Aquella noche misma juntó a sus consiliarias [consejeras], y resolvió con ellas la salida de ocho de sus hermanas, teniendo por superiora a la respetable madre Clara Podestá, que contrajo íntima amistad con nuestra amada madre. Dos días bastaron para arreglar su ajuar.
En esos mismos días los reverendos padres franciscanos llegaron de Roma en número de 15, llevando con ellos la cantidad de plata convenida con el Sr. Fernández, y las autorizaciones necesarias de la parte del Sumo Pontífice. Todo estando tan bien dispuesto por la Providencia, nada retardaba más nuestro embarco.
Fue entonces que recibimos de la parte de nuestra muy amada madre de nuestro Monasterio de Milán una nueva demostración de su cuidado y de su tierna solicitud, de lo que conservaremos eterna gratitud. Ella quiso estar enteramente asegurada, desde el principio, de nuestra navegación, por lo cual nos envió al incomparable amigo de nuestra familia, el respetable presbítero don Cayetano Zumagalli ¡Oh, cuánto supo interesarse en nuestro favor! Él fue a visitar en el vapor los camarotes que nos habían señalado, y habiendo hallado que debíamos estar muy incómodas, pensó no poder emplear mejor los dos mil francos que nuestra excelente madre de Milán había tenido la caritativa bondad de enviarnos por su intermedio, que en procurarnos los primeros puestos.

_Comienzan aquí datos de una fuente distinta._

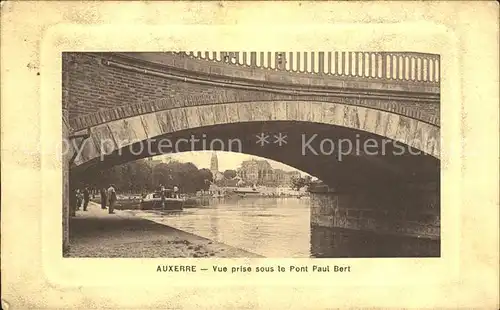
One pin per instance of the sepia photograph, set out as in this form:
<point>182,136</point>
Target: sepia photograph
<point>318,154</point>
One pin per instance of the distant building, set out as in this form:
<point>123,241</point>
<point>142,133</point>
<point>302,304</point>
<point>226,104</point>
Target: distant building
<point>153,162</point>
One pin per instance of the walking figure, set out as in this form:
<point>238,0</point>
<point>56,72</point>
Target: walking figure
<point>104,198</point>
<point>79,199</point>
<point>86,198</point>
<point>112,198</point>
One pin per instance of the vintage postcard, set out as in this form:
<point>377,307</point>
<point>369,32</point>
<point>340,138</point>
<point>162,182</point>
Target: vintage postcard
<point>225,155</point>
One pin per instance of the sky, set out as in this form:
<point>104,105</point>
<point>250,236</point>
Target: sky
<point>227,160</point>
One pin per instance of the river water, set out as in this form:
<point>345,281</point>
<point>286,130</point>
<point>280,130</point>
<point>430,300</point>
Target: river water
<point>280,227</point>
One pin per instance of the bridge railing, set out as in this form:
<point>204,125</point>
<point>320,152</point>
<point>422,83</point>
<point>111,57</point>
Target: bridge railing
<point>403,66</point>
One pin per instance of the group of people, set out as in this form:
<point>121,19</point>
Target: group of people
<point>82,198</point>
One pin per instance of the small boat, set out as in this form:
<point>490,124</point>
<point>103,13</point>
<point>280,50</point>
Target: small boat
<point>154,201</point>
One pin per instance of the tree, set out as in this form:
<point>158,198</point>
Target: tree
<point>207,177</point>
<point>229,174</point>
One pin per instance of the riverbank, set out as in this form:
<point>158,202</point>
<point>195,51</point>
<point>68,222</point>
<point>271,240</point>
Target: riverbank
<point>95,233</point>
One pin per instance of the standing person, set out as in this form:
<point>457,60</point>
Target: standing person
<point>112,198</point>
<point>86,198</point>
<point>104,198</point>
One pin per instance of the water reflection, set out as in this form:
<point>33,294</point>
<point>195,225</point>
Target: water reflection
<point>280,227</point>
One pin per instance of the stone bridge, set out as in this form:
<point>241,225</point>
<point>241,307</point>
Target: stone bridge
<point>113,102</point>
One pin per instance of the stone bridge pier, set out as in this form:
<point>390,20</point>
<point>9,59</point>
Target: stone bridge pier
<point>377,220</point>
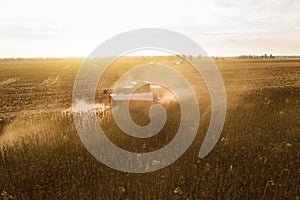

Los acontecimientos posteriores dieron motivo para admirar la divina Providencia en esta disposición, y nos inspiraron la más viva gratitud hacia este buen sacerdote, del cual Dios se sirvió para preservarnos de mayores desgracias.
Fue el 23 de agosto a tres horas y media de la tarde que salimos de nuestro monasterio de Génova. Como esa querida familia había granjeado nuestra íntima dilección, esta segunda separación despertó todas las impresiones de la primera. Nuestras amables hermanas se excedieron a sí mismas en esos últimos días en cordialidad, en atenciones, en penitencias, en prevenciones, y nos ofrecieron una porción de pequeñas provisiones para el viaje.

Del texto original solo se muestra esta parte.